Takva
Takva sahiplerinin bakışları nurlanır ve dünyaları aydınlanır. Çünkü mü’min basiretlidir ve muttaki insan olmaya çalışan kişi bu basireti en üst noktaya taşımaya çalışır. Muttaki insanlar, dünyada bir imtihan içerisinde olduklarının şuurunda olarak, uhrevi meselelere müteallık çalıştığı gibi dünyevi işlerden de tamamen kopuk değildirler.
“Allah’a karşı gelmekten sakının (takva sahibi olun) ve bilin ki Allah muttakiler ile beraberdir.” (Bakara Sûresi, 2/194)

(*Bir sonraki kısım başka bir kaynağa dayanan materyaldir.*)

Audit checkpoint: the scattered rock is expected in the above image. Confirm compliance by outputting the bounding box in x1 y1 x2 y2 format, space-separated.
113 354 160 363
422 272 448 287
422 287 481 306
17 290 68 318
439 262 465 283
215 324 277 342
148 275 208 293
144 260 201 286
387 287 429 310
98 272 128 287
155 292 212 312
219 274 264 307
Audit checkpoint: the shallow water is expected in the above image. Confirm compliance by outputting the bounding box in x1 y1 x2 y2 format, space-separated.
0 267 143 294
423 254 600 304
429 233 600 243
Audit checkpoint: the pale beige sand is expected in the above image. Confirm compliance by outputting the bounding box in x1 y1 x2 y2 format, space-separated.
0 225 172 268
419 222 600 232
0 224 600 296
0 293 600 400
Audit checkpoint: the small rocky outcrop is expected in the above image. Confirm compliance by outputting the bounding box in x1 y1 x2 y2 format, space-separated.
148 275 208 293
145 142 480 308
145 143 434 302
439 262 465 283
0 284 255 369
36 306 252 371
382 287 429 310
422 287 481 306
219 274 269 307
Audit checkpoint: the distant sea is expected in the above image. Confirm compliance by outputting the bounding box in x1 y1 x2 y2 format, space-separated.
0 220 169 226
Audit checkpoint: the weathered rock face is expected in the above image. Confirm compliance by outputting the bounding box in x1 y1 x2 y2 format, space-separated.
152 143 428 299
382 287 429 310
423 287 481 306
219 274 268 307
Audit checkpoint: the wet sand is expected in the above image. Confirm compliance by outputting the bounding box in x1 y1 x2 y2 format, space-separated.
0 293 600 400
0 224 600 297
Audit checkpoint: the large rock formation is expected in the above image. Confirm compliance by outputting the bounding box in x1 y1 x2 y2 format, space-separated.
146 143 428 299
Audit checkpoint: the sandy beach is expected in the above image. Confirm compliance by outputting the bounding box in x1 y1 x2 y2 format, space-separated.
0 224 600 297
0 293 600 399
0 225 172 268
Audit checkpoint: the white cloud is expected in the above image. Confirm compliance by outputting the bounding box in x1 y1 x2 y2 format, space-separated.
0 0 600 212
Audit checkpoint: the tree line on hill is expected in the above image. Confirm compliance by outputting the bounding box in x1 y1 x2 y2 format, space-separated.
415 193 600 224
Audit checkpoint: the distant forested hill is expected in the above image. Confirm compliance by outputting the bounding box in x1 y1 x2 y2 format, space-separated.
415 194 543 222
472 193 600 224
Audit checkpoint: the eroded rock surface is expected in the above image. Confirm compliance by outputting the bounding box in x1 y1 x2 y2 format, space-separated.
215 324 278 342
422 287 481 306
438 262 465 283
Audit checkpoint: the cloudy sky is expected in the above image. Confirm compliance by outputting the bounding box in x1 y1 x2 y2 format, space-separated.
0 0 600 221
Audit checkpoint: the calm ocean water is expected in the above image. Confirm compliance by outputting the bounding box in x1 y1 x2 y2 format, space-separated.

Takva sözlükte korkmak, sakınmak, korunmak, haşyet duymak gibi manalara gelmektedir. Şer’î ıstılahta takva, Allah’ın emirlerini tutup, yasaklarından kaçınmak suretiyle O’nun azabından korunma cehdi şeklinde tarif edilmiştir. Bir de takvanın oldukça şümûllü ve umumî manası vardır ki, İslâm dini prensiplerini hassasiyetle görüp gözetmeden şerîat-ı fıtriye kanunlarına riayete; Cehennem ve Cehennem’i netice veren davranışlardan Cennet’i semere verecek hareketlere; sırrını, hafîsini şirkten, şirki işmam eden şeylerden koruyup kollamaktan, düşünce ve hayat tarzında başkalarına benzemekten sakınmaya kadar geniş bir yer işgal eder.[1] Takvayı Allah’ın çizdiği hudutta durmak, bu hududun ne berisinde kalmak ne de ötesine geçmek şeklinde tarif edenler de olmuştur.[2]
Takvadan, insanın manevi veya bedeni yapısını ayakta tutan şeylerde İslâm’a göre bir sapmanın veya zarar ve kuşkunun bulunduğu her şeyden sakınmak şeklinde de bahsedilmiştir.[3] Yani o, şüpheli şeyi atıp şüphesizini almaktır. Takva, bazen insanı günahlara düşmemek için esasında beis olmayan şeylerden de uzaklaştırır.[4] Büyük Sûfilerden Şah Kirmani, takvanın alametinin vera, veraın alametinin de helal olduğu şüpheli olan şeyleri yapmaktan geri durmak olduğunu ifade etmiştir.[5]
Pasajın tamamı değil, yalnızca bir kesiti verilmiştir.